Re: Why Range doesn't work for LDP "paging" (cf 2NN Contents-of-Related)

Hello Sandro, others,

On 2014/09/16 10:13, Sandro Hawke wrote:
> Earlier today the LDP Working Group discussed the matter of whether we
> could use range headers instead of separate page URIs.  Use of Range
> headers was suggested on this list recently.
>
> Our conclusion was still "no", for the following reasons.  Please let us
> know if you see a good solution to any/all of them:
>
> 1.  We don't know how the server would initiate use of Range.   With our
> current separate-page design, the server can do a 303 redirect to the
> first page if it determines the representation of the entire resource is
> too big.   The question here is what to do when the client didn't
> anticipate this possibility.  True, the 303 isn't a great solution
> either, since unprepared clients might not handle it well either.
> Perhaps one should give a 4xx or 5xx when the client asks for a giant
> resource without a range header...?   But there's no "representation too
> big" code defined.

Can't you still use a 303 if there's no indication that the client 
understands tuple ranges?

> 2.  We don't know how we could do safe changes.  With our current
> design, it's possible for the resource to change while paging is
> happening, and the client ends up with a representation whose inaccuracy
> is bounded by the extent of the change.  The data is thus still usually
> perfectly usable.  (If such a change is not acceptable, the client can
> of course detect the change using etags and restart.)   This bounded
> inaccuracy a simple and practical concept with RDF (in a way it isn't
> with arbitrary byte strings). Just using Range, a deletion would often
> result in data unrelated to the change being dropped from what the
> client sees.

Why isn't this the case in your solution? In order to work, don't you 
essentially have to remember exactly how far the client read? If you 
have various clients, one that started before the first change, one 
after the first but before the second change, and so on, how is the 
server going to keep track of how far the client got?

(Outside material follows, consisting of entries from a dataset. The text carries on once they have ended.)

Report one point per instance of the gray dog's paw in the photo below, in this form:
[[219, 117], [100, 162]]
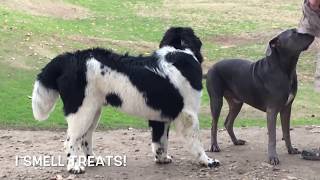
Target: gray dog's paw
[[239, 142], [274, 160], [213, 163], [215, 148], [293, 151]]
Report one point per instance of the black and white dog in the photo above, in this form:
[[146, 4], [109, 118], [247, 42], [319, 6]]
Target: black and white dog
[[165, 87]]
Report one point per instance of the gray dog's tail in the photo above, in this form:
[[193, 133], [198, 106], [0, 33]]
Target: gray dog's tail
[[204, 76]]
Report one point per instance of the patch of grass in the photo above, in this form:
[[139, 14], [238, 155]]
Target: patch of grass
[[28, 42]]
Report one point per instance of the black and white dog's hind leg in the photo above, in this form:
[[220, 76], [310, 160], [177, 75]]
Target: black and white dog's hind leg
[[187, 125], [78, 125], [86, 143], [160, 133]]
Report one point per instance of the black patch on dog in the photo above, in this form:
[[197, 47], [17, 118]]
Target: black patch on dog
[[158, 91], [188, 67], [183, 38], [114, 100], [157, 130]]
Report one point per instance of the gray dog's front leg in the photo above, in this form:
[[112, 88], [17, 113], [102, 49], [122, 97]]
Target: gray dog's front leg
[[271, 121], [285, 114]]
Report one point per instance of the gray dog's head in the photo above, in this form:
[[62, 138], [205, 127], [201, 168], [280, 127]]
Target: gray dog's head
[[289, 42], [183, 38]]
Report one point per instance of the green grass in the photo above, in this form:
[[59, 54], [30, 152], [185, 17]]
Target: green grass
[[228, 29]]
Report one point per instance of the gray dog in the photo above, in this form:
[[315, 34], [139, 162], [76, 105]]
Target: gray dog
[[269, 85]]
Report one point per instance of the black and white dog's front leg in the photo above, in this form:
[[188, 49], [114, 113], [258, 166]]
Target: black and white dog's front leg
[[160, 133], [187, 125]]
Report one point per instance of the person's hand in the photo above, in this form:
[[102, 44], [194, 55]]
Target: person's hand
[[314, 4]]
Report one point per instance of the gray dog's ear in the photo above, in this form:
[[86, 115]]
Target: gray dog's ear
[[183, 43], [272, 44]]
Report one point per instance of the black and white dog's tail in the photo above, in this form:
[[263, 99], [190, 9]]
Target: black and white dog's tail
[[45, 91]]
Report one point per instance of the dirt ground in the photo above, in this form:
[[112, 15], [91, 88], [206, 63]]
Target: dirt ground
[[238, 162]]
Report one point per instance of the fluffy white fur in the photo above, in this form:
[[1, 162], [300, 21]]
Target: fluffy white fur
[[43, 101]]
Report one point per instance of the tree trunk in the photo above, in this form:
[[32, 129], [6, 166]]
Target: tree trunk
[[317, 74]]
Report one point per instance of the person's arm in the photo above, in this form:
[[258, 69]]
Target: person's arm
[[314, 4]]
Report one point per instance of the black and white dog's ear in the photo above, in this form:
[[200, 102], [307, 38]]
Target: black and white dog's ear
[[272, 45], [183, 43]]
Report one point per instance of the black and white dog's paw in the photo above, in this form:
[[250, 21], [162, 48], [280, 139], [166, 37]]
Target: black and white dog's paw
[[75, 168], [95, 161], [208, 162], [163, 159]]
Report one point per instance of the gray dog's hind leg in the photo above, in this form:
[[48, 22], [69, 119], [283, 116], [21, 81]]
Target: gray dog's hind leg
[[271, 123], [285, 114], [215, 91], [215, 105], [234, 109]]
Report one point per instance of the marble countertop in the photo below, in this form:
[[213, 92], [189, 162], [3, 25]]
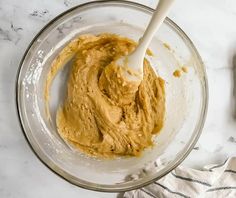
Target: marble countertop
[[211, 26]]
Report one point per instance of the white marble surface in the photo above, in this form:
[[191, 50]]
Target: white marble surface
[[211, 24]]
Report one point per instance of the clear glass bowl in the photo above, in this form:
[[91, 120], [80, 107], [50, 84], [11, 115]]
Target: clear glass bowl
[[186, 97]]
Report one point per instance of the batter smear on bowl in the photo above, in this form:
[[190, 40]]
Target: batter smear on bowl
[[104, 114]]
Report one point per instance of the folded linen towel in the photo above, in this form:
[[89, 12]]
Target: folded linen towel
[[214, 181]]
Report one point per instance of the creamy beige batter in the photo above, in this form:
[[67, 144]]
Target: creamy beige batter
[[104, 114]]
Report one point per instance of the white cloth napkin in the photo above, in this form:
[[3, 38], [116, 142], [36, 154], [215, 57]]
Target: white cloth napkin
[[214, 181]]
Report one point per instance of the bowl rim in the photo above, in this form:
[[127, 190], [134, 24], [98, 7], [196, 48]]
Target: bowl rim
[[104, 188]]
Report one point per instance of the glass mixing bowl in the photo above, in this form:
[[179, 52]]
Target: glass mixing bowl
[[186, 97]]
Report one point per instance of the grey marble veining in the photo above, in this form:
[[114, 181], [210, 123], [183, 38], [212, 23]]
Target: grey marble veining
[[211, 26]]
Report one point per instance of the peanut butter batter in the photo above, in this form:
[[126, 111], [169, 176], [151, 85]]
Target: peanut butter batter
[[104, 114]]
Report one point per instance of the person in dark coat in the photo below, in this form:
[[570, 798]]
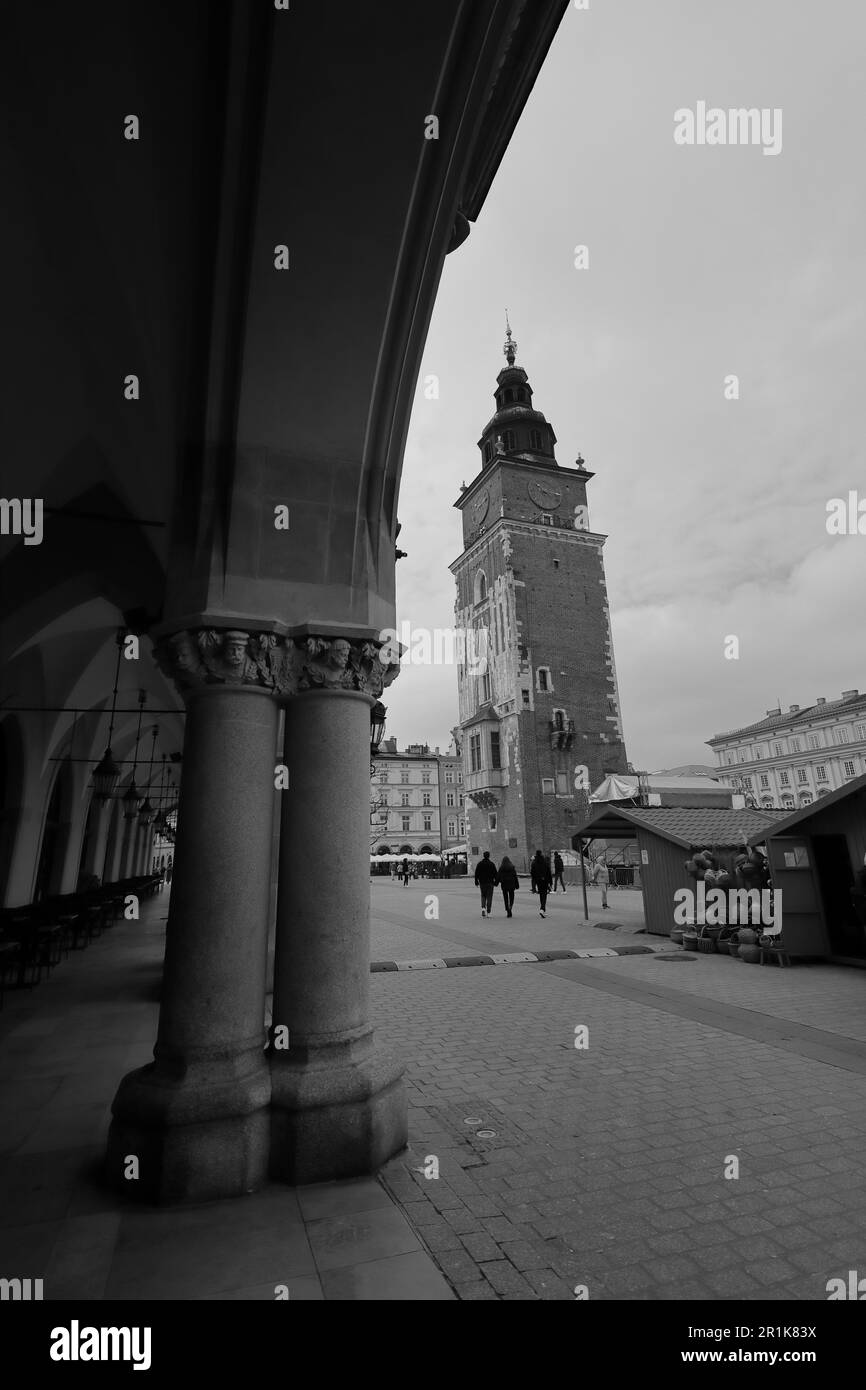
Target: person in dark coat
[[487, 879], [541, 879], [558, 872], [509, 883]]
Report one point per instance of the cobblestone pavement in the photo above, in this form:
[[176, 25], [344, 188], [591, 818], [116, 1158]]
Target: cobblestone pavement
[[606, 1166]]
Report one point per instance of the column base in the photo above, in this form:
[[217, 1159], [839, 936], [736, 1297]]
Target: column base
[[196, 1139], [337, 1111]]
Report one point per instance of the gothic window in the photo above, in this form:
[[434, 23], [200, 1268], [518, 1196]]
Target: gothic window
[[474, 752], [495, 761]]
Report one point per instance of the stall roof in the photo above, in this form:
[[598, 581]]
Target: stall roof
[[794, 818], [681, 824]]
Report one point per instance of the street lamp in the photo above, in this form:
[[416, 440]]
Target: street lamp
[[377, 727]]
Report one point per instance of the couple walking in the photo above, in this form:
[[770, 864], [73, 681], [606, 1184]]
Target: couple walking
[[487, 877]]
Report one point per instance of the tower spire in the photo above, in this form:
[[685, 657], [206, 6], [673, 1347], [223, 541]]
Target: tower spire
[[510, 342]]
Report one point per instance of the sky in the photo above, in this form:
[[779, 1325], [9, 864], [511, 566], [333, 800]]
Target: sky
[[704, 262]]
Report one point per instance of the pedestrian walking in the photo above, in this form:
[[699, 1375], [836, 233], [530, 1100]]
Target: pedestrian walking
[[541, 880], [602, 879], [509, 883], [487, 880], [558, 872]]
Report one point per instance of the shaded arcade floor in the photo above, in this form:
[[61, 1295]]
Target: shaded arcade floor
[[63, 1048]]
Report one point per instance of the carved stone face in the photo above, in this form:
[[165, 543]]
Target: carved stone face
[[339, 653], [234, 649]]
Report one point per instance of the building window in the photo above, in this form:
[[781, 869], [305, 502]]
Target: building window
[[474, 754]]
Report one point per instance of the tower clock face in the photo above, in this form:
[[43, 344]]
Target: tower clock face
[[544, 495], [480, 506]]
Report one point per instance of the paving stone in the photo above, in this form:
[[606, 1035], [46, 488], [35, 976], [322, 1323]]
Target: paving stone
[[481, 1247]]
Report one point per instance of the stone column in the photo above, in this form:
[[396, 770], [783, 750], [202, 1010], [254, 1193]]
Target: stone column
[[338, 1101], [198, 1115]]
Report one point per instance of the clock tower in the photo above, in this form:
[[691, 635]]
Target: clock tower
[[540, 706]]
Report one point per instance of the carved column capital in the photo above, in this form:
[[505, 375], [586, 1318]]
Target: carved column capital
[[200, 658]]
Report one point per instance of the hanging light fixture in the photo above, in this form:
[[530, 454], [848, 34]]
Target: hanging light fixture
[[132, 797], [106, 774], [160, 816], [148, 812]]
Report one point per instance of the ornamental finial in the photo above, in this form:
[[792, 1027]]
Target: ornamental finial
[[510, 342]]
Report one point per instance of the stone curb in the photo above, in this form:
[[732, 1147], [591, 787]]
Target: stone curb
[[512, 958]]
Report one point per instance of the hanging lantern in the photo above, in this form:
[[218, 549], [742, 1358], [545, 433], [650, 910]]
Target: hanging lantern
[[132, 801], [106, 776]]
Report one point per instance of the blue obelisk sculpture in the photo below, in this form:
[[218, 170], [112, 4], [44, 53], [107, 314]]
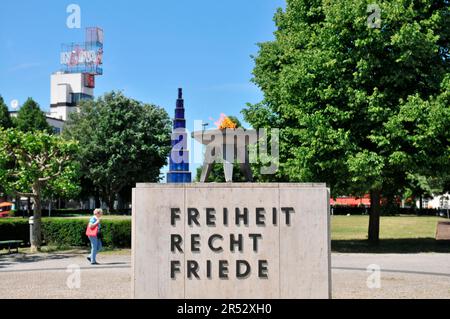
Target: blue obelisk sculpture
[[179, 156]]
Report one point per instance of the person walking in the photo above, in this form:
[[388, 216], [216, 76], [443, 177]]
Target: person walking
[[93, 231]]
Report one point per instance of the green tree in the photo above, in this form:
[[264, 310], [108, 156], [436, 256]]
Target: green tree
[[122, 142], [30, 118], [37, 165], [358, 107], [5, 118]]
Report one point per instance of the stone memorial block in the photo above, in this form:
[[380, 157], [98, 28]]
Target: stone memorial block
[[231, 240]]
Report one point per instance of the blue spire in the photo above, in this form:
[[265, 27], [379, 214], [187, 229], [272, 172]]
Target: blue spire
[[179, 156]]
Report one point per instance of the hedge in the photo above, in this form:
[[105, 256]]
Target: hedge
[[68, 232]]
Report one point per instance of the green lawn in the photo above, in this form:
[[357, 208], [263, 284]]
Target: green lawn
[[400, 234]]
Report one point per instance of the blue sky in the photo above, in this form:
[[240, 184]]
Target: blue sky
[[151, 48]]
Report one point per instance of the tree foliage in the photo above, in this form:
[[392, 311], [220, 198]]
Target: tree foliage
[[5, 118], [37, 165], [363, 109], [122, 142]]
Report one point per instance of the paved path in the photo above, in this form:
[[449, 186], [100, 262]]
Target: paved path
[[48, 275]]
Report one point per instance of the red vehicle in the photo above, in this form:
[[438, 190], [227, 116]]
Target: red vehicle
[[5, 209]]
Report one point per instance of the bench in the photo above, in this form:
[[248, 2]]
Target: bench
[[11, 244]]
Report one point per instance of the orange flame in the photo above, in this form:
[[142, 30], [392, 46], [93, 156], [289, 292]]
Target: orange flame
[[225, 122]]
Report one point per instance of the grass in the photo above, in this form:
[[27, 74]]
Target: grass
[[399, 234]]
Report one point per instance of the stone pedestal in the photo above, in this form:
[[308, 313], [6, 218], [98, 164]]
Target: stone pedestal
[[231, 241]]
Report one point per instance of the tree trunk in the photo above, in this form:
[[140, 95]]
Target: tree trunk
[[28, 206], [110, 201], [36, 240], [374, 216]]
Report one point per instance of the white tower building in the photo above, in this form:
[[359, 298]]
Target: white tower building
[[67, 90]]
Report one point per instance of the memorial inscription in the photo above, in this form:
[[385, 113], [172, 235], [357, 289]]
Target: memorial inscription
[[231, 241]]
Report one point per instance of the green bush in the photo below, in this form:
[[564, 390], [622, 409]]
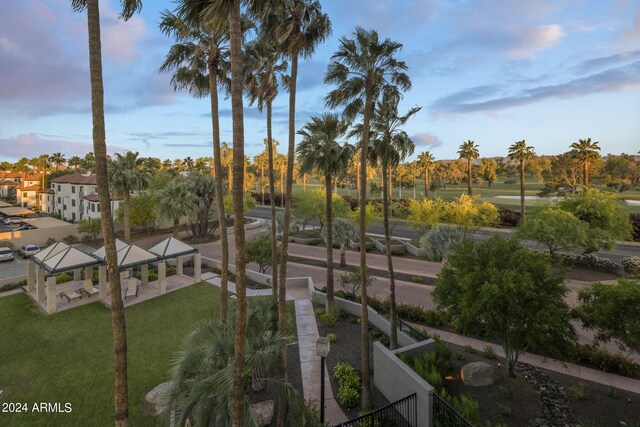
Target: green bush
[[489, 352], [348, 384], [63, 277]]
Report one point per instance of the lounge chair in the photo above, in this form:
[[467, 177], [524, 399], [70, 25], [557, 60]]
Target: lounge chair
[[88, 288], [132, 288], [69, 293]]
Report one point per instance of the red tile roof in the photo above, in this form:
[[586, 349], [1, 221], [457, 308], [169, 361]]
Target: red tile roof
[[75, 178]]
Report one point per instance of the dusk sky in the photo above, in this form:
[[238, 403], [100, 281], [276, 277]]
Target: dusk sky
[[494, 71]]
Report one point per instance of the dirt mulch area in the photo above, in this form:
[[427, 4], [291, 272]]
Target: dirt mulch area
[[294, 376], [521, 397], [347, 349], [585, 273]]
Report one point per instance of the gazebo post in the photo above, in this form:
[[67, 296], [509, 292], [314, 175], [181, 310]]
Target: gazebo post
[[51, 294], [31, 276], [162, 277], [40, 285], [179, 265], [197, 268], [144, 274], [102, 280]]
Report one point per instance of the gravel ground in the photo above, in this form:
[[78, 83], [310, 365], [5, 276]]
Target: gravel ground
[[347, 349], [602, 408]]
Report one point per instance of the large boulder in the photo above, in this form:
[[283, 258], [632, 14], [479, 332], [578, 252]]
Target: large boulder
[[157, 397], [262, 412], [478, 374]]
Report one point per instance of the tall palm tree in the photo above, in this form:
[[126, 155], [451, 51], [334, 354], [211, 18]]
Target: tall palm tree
[[389, 147], [521, 152], [200, 60], [58, 159], [469, 151], [265, 70], [426, 160], [321, 152], [129, 7], [175, 201], [585, 151], [363, 68], [126, 175], [75, 162]]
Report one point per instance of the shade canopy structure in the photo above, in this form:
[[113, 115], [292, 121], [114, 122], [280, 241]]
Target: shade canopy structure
[[172, 248], [129, 255], [61, 257]]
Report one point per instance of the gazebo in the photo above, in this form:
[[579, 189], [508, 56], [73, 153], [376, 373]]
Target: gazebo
[[55, 259]]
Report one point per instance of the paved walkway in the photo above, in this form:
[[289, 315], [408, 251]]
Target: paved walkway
[[307, 329], [577, 371]]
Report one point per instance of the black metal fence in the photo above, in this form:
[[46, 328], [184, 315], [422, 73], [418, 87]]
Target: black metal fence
[[444, 415], [403, 413]]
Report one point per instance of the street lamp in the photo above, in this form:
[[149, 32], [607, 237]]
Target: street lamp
[[322, 350]]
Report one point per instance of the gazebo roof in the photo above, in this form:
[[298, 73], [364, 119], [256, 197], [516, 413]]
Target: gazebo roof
[[171, 248], [129, 255], [61, 257]]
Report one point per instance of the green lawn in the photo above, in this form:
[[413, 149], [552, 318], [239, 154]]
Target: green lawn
[[489, 194], [68, 356]]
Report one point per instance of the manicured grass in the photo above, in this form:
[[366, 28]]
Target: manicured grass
[[68, 356]]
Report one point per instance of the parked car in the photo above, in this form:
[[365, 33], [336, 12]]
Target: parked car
[[28, 250], [6, 254]]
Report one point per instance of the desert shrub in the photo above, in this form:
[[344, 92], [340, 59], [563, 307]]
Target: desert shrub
[[632, 266], [348, 384], [69, 239], [509, 218], [580, 391], [63, 277]]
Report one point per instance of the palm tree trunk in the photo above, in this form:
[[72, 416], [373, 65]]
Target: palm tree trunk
[[328, 201], [469, 175], [364, 314], [127, 217], [118, 324], [586, 174], [217, 167], [521, 188], [426, 183], [387, 247], [237, 410], [272, 196], [282, 291]]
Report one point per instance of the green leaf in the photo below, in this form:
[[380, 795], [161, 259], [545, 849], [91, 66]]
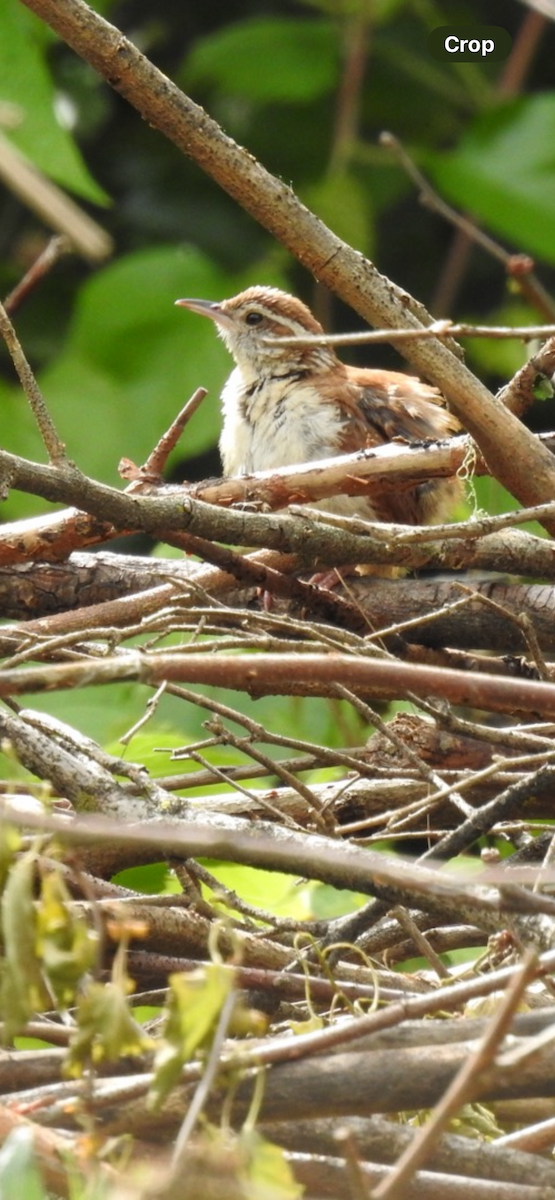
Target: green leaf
[[27, 85], [23, 990], [106, 1027], [266, 1168], [267, 59], [195, 1002], [66, 946], [18, 1170], [503, 172]]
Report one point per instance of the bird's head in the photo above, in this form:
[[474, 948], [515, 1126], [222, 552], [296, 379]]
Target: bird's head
[[249, 322]]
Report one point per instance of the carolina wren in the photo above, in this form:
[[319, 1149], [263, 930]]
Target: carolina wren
[[288, 405]]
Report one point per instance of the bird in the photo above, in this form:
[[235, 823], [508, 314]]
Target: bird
[[284, 406]]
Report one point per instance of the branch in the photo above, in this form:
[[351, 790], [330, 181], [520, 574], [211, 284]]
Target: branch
[[511, 451], [292, 675]]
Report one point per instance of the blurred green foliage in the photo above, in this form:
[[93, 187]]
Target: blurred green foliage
[[308, 87]]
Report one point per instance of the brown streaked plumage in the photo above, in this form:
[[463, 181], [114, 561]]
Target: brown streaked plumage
[[287, 405]]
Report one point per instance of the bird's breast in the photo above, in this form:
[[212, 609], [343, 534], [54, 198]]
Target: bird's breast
[[275, 421]]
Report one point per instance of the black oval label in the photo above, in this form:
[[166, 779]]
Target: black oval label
[[466, 43]]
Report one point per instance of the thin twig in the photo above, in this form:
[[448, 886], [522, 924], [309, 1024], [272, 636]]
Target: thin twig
[[518, 267], [52, 253], [465, 1085], [53, 443]]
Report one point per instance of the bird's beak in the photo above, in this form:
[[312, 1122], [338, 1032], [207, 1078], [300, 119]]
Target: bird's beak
[[208, 309]]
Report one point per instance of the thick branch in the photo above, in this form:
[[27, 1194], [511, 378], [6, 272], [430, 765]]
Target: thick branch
[[302, 675], [512, 453]]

> I suppose perhaps one could use some kind of tombstones
> to avoid this problem, not closing in gaps from deletion.  Basically, a
> client might ask for triples 0-9 and only get 3 triples because the
> others were deleted?  Does that make sense with Range?   Is it okay to
> not have the elements be contiguous?

It definitely wouldn't make sense for byte ranges, but I think it should 
be okay if you define tuple ranges to work that way.


> 3.  Many of our usual RDF data systems don't support retrieval of ranges
> by integer sequence numbers.   While some database systems have an
> internal integer row number in every table that could be used for Range,
> many others do not, and we don't know of a straightforward and
> appropriate way to add it.

So how are you going to implement paged views? I'd be surprised if there 
are no sequence numbers but each tuple has a page number.


> 4.  Finally, there was some question as to whether the Web
> infrastructure has any useful support for non-byte ranges.   This is
> perhaps not an objection, but it came up during the discussion, and we'd
> be interested in any data people have on this.

By infrastructure, do you mean caches? I don't think there is much 
support yet, but I'm not an expert.


> Bottom line is we still think just using rel=first/last/next/prev, among
> distinct resources, is a pretty reasonable design.   And if we're doing
> that, it'd be nice to have 2nn Contents-of-Related.

Maybe this question has come up before: If you have 1M of tuples, and 
decide that you have to serve them in pages of 1K, how much efficiency 
do you gain by having the first download short-circuited, i.e. what's 
the efficiency gain of one roundtrip saved over 1000 roundtrips?

With a range-based design, various ranges can be downloaded in parallel, 
or the client can adjust ranges based on throughput,..., but with your 
rel=first/last/next/prev design, you seem to be much more constrained.


Regards,     Martin.

Received on Tuesday, 16 September 2014 08:10:45 UTC